Hi all,
We realize that we are able to search the data from our transient fields when testing the search functionality of our application. But that is what we do not expect. Does anyone know why A12 index the transient fields? Is there any official way to not index the field or exclude the transient fields from searching?
We are using:
- The Lucene search service
- The ADD_DOCUMENT operation through RestRpcOperationsClient for creating the A12 documents
- The LIST_DOCUMENTS operation through RestRpcOperationsClient for searching data.
You can explicitly remove fields before indexing on DocumentBeforeIndexEvent handler.
Here is the example in our project. We remove all the fields except some fields and attachment_id (this is used to sync attachments after document index event)
private val retainedFieldPaths = listOf(
"/metadata/user/idp",
"/metadata/user/bund_id/bPK2",
"/metadata/payment/gcMerchantTxId",
"/metadata/document/status",
"/metadata/document/unique_key",
"/metadata/document/draft_modified_at",
"/metadata/document/transferred_at"
)
@EventListener
fun changeIndexDocumentContent(documentBeforeIndexEvent: DocumentBeforeIndexEvent) {
documentBeforeIndexEvent.dataServicesDocument.apply {
kernelDocument = DocumentImpl(modelName).apply {
kernelDocument.entityInstances.filter { entityInstance ->
retainedFieldPaths.any { it.contains(entityInstance.path) } || entityInstance.path.endsWith("/attachment_id")
}.forEach { addEntityInstance(it) }
}
}
}
Hi @quynh-still-birch ,
The transient fields are removed from the documents during serialization not during deserialization. So when the document is received by DS we first de-serialize JSON to IDocument (the transient fields are still present). We will use this instance for indexing (transient fields are still present) and then the document serialized to XML (transient fields are removed). I can see now how this can be confusing and not well documented.
Please create a ticket and we will create a new configuration and remove transient data from the index without a need of implementing extension points.
This answer is valid for Data services 32.2.0 - 36.0.0
Thank you, @tomas-thin-gale
I created a bug ticket A12-14795. I think this is a bug because the indexed transient fields are different before & after restarting the application
@tomas-thin-gale How does this relate to configuration option
mgmtp.a12.dataservices.documents.validation.persistTransientFields = false: boolean
This property allows overriding documents persistence to persist transient fields. The default state in v34.0.0 will be not to persist transient fields.

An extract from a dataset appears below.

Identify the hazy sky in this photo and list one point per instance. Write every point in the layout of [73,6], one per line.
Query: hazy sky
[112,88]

Document related configuration
Are you stating that this configuration option has no influence on the index?
Hi @andreas-fresh-mesa,
Yes exactly. This configuration is a kernel configuration how the documents are serialized to XML/JSON, not the way how they are deserialized from XML/JSON. For this reason we will introduce new key in the newest version and afterwards (in the breaking release) we will unify this behavior
Hello,
the fix to the above-mentioned ticket is part of 2023.06-ext1 release.